She nodded back at him gayly, to Jarvis's annoyance. As they approached
Grant's Tomb, she glanced at him suspiciously. When they got safely by,
she sighed with content.

"If you had said anything bromidic about Grant's Tomb, Jarvis Jocelyn, I
should have thrown myself off the top of the stage to certain death."

"At times you underestimate me," he replied.

At Claremont, Bambi ordered a most enticing repast, and they were very
gay. Everybody seemed gay, too. The sun shone, the early spring air was
soft, and a certain gala "stolen sweets" air of Claremont made it seem
their most intimate meal.

Everybody smiled at Bambi and she smiled back.

"Nice sort of hookey place, isn't it?" she commented.

"Do you know the man at the next table?"

"Which one?"

"The fat one, who is staring so."

"Oh, no. I thought you meant the one who lifts his glass to me every
time he drinks."

Jarvis pushed back his chair furiously.

"I will smash his head," he said, rising.

"Jarvis! Sit down! You silly thing! He's only in fun. It's the spirit of
the place."

"I won't have you toasted by strange men," he thundered.

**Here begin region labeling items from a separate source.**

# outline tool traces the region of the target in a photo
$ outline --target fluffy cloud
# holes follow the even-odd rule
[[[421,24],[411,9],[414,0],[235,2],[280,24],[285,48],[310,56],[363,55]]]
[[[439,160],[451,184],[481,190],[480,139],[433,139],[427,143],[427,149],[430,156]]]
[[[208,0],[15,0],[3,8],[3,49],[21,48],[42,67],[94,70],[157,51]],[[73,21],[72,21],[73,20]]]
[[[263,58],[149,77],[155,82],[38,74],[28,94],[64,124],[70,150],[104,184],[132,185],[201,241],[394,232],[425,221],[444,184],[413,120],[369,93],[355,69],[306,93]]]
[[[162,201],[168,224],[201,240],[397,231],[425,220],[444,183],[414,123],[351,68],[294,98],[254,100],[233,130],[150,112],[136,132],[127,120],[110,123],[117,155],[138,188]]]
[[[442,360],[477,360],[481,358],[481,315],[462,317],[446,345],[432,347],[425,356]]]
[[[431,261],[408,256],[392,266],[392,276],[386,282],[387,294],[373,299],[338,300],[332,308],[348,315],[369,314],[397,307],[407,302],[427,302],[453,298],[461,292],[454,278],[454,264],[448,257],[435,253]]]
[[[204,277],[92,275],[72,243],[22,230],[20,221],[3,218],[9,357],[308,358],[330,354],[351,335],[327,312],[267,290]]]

"All right. I'll make a face at him next time," she said, soothingly;
but somewhere, down in the depths of her being, where her cave ancestor
lurked, she was pleased. As they finished their coffee, Bambi picked up
the check, which the waiter laid beside Jarvis's plate.

"Do you mind my paying it? Would you rather do it?"

"Certainly not. It's your money. Why should I pretend about it?"

She could have hugged him for it. Instead, she overfed the waiter.

"It's too heavenly, out of doors, for pictures, after all," she said, as
they came out on to the drive. "What shall we do?"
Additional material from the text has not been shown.